# The Best way to euthanize a fish?



## -={Nexus}=- (Nov 23, 2004)

my gf works in a genetics lab with zebra fish and she tells me the best way to deal with a situation where you know the fish is going to die is to put them in the freezer

just wondering your opinions.


----------



## MR.FREEZ (Jan 26, 2004)

a sharp crack to the head


----------



## elTwitcho (Jun 22, 2004)

Smash em in the head with a hammer, hard as you can. Best to put the fish in a ziplock bag first.

The freezer method I don't like, since when is freezing to death a good way to go? You hear "oh the fish's body just slows down and it dies" well that's what happens to people and I don't hear freezing to death being a common way people want to go.

I think the most humane method possible is overdosing the fish with clove oil. It's an anesthetic used on people's gums and commonly used with puffers to knock them unconscious to clip their teeth. The fish just basically goes to sleep


----------



## Wolfman (Mar 5, 2003)

The most humane manner in which to assist your fish in passing away would have to be to place them in a bucket and keep adding ice to the water, until it slowly passes away.


----------



## -={Nexus}=- (Nov 23, 2004)

elTwitcho said:


> Smash em in the head with a hammer, hard as you can. Best to put the fish in a ziplock bag first.
> 
> The freezer method I don't like, since when is freezing to death a good way to go? You hear "oh the fish's body just slows down and it dies" well that's what happens to people and I don't hear freezing to death being a common way people want to go.
> 
> ...


interesting....

yah well apparently that freezing technique is lab protocol. which adheres to some animal rights laws.
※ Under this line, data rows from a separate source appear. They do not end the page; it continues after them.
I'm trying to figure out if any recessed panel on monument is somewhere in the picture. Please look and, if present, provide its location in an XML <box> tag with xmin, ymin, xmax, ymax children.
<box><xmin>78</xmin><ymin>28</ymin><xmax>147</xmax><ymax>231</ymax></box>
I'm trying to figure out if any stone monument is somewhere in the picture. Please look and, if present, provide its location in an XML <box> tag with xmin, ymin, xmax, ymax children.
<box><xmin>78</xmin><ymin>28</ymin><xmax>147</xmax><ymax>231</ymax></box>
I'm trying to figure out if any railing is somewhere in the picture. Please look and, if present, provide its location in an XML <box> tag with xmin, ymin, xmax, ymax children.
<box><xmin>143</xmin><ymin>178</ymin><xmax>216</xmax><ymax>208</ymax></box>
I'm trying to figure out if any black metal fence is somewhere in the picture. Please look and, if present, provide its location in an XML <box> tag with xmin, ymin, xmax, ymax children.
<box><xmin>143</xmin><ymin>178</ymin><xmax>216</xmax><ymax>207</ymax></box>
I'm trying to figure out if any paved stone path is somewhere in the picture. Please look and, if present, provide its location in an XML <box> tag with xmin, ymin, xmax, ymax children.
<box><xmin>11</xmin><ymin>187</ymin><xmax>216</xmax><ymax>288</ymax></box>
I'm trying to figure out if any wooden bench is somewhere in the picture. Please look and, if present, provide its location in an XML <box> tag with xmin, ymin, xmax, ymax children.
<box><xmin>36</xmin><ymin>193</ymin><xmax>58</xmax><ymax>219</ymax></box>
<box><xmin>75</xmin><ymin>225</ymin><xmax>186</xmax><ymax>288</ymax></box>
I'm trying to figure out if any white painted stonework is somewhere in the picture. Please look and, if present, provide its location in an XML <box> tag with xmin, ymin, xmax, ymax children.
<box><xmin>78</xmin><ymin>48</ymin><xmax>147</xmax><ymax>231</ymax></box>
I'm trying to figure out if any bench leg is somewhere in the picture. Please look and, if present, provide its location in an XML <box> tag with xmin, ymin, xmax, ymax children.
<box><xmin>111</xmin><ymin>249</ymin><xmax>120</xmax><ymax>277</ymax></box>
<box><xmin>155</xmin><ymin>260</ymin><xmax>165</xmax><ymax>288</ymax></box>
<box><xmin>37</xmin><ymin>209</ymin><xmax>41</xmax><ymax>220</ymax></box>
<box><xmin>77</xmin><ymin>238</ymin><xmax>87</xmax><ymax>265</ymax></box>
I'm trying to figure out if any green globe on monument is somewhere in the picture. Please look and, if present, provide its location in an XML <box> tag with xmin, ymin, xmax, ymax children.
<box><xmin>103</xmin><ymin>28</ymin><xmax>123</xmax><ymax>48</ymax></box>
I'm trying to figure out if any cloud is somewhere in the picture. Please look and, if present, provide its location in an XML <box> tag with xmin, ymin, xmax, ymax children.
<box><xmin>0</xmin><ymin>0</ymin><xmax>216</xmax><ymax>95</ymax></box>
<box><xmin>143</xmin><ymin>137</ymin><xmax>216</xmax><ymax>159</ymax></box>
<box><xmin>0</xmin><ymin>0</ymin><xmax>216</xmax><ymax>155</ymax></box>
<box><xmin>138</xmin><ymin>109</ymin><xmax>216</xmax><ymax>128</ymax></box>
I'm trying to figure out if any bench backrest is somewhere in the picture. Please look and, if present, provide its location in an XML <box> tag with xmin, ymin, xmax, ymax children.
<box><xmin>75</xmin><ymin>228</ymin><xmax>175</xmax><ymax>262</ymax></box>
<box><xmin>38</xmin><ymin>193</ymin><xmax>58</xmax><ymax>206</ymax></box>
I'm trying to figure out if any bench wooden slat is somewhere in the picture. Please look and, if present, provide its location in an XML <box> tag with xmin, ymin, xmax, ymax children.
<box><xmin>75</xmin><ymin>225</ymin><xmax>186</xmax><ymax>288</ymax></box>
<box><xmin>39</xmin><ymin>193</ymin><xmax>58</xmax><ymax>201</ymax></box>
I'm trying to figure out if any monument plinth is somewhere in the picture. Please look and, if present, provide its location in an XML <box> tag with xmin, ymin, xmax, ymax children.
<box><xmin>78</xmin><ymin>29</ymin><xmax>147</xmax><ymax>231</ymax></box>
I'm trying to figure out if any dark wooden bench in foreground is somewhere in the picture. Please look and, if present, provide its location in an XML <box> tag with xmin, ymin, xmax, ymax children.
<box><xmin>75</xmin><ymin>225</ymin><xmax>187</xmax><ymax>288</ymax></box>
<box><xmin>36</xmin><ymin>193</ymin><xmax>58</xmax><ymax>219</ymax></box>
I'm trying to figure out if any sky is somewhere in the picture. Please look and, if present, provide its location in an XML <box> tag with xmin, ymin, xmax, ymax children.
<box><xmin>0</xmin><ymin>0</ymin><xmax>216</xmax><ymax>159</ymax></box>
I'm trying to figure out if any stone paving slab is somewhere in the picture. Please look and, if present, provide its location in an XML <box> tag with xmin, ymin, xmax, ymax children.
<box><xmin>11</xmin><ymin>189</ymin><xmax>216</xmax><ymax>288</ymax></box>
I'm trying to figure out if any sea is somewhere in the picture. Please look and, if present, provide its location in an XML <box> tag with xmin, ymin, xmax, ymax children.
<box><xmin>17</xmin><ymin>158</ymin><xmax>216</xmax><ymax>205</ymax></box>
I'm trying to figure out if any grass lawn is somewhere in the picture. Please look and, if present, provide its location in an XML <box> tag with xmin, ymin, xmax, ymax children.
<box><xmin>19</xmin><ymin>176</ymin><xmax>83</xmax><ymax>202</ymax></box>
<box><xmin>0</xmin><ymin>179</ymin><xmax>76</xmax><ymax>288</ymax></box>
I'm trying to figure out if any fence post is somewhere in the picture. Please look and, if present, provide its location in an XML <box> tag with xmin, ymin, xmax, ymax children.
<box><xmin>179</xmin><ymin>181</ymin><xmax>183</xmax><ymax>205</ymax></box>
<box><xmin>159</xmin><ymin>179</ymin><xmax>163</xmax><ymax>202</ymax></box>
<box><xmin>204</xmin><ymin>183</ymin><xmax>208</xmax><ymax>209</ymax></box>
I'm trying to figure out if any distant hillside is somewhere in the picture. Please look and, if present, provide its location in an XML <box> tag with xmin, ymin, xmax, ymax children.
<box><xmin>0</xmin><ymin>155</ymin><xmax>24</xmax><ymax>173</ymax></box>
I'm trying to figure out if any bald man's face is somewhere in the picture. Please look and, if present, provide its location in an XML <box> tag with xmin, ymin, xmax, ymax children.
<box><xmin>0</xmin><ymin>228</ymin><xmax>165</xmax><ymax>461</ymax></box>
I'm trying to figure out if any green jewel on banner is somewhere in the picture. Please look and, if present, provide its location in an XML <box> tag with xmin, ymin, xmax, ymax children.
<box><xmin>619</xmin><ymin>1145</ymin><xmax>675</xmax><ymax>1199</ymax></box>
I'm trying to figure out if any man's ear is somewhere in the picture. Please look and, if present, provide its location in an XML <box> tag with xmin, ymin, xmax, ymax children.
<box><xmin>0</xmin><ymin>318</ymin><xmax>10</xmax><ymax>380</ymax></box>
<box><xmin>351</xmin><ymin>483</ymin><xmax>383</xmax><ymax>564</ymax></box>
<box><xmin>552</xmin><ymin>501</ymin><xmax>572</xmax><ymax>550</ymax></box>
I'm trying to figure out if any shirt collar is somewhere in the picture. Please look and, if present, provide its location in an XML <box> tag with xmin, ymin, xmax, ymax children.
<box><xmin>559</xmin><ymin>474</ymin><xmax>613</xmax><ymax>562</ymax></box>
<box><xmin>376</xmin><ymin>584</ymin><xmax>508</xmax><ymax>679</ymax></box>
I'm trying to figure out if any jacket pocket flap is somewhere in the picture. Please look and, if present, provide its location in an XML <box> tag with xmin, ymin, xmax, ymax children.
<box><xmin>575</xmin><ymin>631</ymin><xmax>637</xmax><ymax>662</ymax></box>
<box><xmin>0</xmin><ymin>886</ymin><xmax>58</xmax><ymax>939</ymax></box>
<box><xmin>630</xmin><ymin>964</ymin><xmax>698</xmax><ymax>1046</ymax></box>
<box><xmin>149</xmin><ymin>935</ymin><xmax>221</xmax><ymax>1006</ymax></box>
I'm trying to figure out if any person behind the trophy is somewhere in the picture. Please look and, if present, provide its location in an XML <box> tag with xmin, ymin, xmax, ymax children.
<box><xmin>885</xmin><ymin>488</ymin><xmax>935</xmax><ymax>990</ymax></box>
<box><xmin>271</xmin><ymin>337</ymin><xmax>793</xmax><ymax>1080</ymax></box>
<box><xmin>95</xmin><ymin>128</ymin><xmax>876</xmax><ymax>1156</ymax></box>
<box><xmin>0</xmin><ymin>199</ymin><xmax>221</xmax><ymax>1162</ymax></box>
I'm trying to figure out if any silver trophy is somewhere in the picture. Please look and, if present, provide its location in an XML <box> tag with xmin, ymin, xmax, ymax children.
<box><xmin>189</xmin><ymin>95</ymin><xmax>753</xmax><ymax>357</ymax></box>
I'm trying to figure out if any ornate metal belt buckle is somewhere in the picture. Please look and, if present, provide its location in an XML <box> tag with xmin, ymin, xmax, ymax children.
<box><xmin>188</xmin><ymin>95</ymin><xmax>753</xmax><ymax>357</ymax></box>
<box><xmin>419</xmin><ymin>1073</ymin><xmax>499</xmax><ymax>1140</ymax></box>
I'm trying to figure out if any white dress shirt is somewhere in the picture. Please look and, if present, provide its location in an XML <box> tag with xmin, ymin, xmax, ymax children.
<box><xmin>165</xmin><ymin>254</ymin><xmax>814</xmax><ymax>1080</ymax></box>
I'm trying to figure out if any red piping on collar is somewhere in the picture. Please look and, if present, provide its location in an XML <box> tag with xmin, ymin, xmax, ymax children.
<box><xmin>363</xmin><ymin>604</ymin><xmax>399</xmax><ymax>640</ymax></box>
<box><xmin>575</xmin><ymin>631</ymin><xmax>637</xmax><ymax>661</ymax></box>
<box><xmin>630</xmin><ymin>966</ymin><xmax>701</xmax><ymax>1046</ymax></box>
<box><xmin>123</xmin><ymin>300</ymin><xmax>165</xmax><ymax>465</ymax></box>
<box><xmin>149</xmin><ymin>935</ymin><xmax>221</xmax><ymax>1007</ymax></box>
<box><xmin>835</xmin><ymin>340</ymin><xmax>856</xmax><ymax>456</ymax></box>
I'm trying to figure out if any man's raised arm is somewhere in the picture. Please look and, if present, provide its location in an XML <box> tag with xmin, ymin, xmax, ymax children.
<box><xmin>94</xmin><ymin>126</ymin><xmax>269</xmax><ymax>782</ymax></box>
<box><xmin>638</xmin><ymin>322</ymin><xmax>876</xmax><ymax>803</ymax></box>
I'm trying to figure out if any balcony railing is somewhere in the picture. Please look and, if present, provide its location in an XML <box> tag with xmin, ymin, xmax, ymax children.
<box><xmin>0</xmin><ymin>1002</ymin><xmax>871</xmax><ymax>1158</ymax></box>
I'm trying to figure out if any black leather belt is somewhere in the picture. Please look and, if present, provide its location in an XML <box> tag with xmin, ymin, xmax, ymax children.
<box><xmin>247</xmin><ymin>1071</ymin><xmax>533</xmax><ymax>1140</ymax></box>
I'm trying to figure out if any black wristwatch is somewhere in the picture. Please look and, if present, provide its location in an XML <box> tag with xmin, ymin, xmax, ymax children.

haha i know i shouldn't be laughing about this... but my celestial goldfish which i've had forever in my 10 gal is dfeinitely close to dying... and there's no way in hell i could bash him over the top of his head because his eyes are looking straight up at me.

any suggestions?


----------



## elTwitcho (Jun 22, 2004)

Freezing I just don't trust to be painless. I'd overdose the water with clove oil, the fish will just go to sleep


----------



## 94NDTA (Jul 14, 2003)

I was told by many fish people that freezing is actually inhumane. It actually forms ice crystals inside of it that puncture the organs and kill it that way. Correct me if I'm wrong.


----------



## heffer2028 (Oct 10, 2004)

id put my fish in a bucket of liquor.... at least he'll die feeling good.


----------



## Wolfman (Mar 5, 2003)




----------



## 4cmob (Nov 21, 2004)

heffer2028 said:


> id put my fish in a bucket of liquor.... at least he'll die feeling good.
> [snapback]802303[/snapback]​


hell yeah


----------



## NegativeCamber (Nov 29, 2004)

*Assuming the fish is small enough -- just flush him!!!







*


----------



## -={Nexus}=- (Nov 23, 2004)

ha, i like the liquor suggestion... maybe throw some other narcotics in there.. he'll be one happy lil fish.... a little costly though i'm thinkin









and flushing.... always been against that.... the piss the sh*t... just not pleasant...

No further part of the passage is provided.